The more interesting question is, whether there is a single right answer, given a particular set of circumstances. In other words, if John d’Eau explained his threat model precisely, would all of the gurus agree on what he should do? Or is there still uncertainty about the best way just because this is an evolving art? Or is a lot of this up to personal preferences, and we’d end up having a “religious” argument?


Like everything in life, “it depends”. Does having additional pieces of software installed in a Qube that isn’t running cause your attack surface to increase? Probably not in a way that matters. Exploit development is pretty involved these days and I can’t think of an initial attack on a normal Linux system where having X software installed, but not used matters. I guess there could be a really basic bug in the software you’re using which allows them to execute arbitrary commands locally? In that case, sure those commands not being there would cause the attack to fail. ofc, I’m not sure that the software you’re avoiding installing would be on that list.

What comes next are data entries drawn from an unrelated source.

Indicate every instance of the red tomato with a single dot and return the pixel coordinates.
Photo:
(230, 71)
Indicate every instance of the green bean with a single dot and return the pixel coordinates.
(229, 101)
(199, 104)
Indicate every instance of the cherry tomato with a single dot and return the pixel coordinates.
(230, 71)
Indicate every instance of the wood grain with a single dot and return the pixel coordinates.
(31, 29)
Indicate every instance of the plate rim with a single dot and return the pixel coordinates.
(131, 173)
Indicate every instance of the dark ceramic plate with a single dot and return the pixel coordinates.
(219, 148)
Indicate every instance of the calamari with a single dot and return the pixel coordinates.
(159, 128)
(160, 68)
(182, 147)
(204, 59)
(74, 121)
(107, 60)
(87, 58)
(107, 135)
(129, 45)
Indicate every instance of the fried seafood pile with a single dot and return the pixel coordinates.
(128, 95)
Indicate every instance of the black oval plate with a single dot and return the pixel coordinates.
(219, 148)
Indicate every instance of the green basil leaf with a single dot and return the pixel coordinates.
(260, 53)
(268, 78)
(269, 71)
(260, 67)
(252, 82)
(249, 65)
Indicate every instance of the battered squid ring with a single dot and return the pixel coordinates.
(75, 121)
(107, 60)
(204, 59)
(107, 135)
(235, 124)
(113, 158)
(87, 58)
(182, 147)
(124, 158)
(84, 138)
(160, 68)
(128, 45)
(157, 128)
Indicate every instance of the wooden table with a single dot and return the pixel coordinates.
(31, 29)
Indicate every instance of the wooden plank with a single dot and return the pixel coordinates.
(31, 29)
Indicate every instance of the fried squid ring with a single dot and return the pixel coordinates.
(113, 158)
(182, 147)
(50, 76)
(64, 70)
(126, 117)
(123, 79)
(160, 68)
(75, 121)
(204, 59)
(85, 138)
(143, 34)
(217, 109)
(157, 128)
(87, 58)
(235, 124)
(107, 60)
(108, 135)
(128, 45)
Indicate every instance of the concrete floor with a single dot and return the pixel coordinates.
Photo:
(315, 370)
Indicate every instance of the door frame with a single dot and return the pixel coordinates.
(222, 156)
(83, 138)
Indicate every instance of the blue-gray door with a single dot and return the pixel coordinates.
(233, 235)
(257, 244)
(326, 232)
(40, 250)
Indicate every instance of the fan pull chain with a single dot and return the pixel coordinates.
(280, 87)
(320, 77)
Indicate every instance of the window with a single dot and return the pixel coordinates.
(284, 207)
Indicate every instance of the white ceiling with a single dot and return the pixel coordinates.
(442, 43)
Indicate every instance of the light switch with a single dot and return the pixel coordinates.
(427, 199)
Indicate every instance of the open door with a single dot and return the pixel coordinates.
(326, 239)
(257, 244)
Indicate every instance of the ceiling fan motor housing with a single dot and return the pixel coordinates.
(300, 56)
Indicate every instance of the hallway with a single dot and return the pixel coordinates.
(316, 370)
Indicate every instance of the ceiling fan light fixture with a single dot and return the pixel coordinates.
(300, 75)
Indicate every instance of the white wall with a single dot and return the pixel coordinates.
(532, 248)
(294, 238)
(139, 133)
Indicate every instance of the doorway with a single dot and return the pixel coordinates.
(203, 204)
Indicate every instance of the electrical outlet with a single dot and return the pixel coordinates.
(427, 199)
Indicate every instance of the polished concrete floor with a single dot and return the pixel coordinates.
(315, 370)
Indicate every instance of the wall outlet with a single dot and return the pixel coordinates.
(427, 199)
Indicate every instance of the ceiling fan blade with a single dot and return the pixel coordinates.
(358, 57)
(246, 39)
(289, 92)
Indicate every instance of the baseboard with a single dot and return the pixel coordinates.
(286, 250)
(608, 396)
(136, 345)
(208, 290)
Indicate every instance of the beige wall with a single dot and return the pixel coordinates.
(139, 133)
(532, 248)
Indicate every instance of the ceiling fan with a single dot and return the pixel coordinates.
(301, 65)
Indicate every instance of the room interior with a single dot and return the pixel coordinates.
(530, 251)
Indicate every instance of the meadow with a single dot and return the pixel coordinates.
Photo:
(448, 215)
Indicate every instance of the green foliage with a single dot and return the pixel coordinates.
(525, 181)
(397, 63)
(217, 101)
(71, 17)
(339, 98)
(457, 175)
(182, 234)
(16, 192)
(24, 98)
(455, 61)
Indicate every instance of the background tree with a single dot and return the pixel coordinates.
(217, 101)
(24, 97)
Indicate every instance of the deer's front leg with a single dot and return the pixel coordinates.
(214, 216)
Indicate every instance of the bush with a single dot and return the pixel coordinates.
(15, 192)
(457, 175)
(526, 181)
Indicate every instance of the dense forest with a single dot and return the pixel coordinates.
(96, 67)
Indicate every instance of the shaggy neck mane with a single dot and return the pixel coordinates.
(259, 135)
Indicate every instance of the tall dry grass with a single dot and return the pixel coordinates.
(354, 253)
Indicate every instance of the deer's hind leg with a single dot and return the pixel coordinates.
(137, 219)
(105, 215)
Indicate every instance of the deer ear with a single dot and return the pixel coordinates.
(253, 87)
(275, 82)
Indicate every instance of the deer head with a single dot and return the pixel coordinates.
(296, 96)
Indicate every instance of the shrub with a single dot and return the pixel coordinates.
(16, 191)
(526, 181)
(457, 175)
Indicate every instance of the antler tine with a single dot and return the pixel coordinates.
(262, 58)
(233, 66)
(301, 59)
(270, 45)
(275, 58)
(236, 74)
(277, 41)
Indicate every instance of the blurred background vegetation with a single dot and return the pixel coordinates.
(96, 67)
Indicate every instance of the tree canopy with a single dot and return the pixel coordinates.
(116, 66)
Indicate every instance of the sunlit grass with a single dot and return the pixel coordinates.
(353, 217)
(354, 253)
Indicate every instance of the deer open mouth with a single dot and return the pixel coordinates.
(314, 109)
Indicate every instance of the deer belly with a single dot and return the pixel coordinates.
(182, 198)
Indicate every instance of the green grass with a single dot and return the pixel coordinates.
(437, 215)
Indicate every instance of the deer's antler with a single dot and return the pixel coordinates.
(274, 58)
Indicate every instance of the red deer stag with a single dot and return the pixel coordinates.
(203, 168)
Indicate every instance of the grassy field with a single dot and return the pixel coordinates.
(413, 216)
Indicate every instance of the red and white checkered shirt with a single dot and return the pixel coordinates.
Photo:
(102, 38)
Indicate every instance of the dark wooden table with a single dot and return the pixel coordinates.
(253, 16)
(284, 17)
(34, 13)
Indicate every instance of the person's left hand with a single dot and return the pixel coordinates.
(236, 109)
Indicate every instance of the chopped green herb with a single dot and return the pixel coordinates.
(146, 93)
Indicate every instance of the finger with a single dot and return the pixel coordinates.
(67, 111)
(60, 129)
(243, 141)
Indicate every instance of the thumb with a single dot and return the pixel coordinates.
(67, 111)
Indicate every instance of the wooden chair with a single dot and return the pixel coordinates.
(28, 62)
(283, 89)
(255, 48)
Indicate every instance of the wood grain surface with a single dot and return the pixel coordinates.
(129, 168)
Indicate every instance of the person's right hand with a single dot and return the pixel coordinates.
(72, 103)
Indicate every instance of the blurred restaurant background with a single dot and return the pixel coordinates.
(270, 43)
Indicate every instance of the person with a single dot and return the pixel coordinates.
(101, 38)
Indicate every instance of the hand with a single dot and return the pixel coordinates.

That said, I use a number of templates and only install the software I need for that specific template into it. I do this using salt, so it’s easy to maintain and I don’t give it much thought once I set it up.

I also use the fedora minimum base template for everything. This choice is due to resource utilization and not for any security benefit. I’m not a big fan of having software running/taking up disk space when I don’t need it.

Edit: I reread the OP again. I’d say this is more a user experience thing? This can all be done relatively easily using salt, but that requires you to learn both salt and how to manage qubes with salt. Perhaps we need something between salt and hand-managed templates.

I would say this is it:

Before I started using salt, I created bash scripts. I would:

  1. Create the TemplateVM (by cloning another template VM),
  2. Copy the script onto it, then
  3. qvm-run the script from dom0. The new TemplateVM would then run the script, configuring itself.

The process of cloning, copying the script to the VM, then qvm-running the script could itself be automated in another script. But the point is, that setup script should give the same result every time you run it, with very little to be done manually; you can edit it when you decide to remove/add other things to that template, then rerun the process. In some cases you can probably skip step 1 (e.g., adding one more package to the script).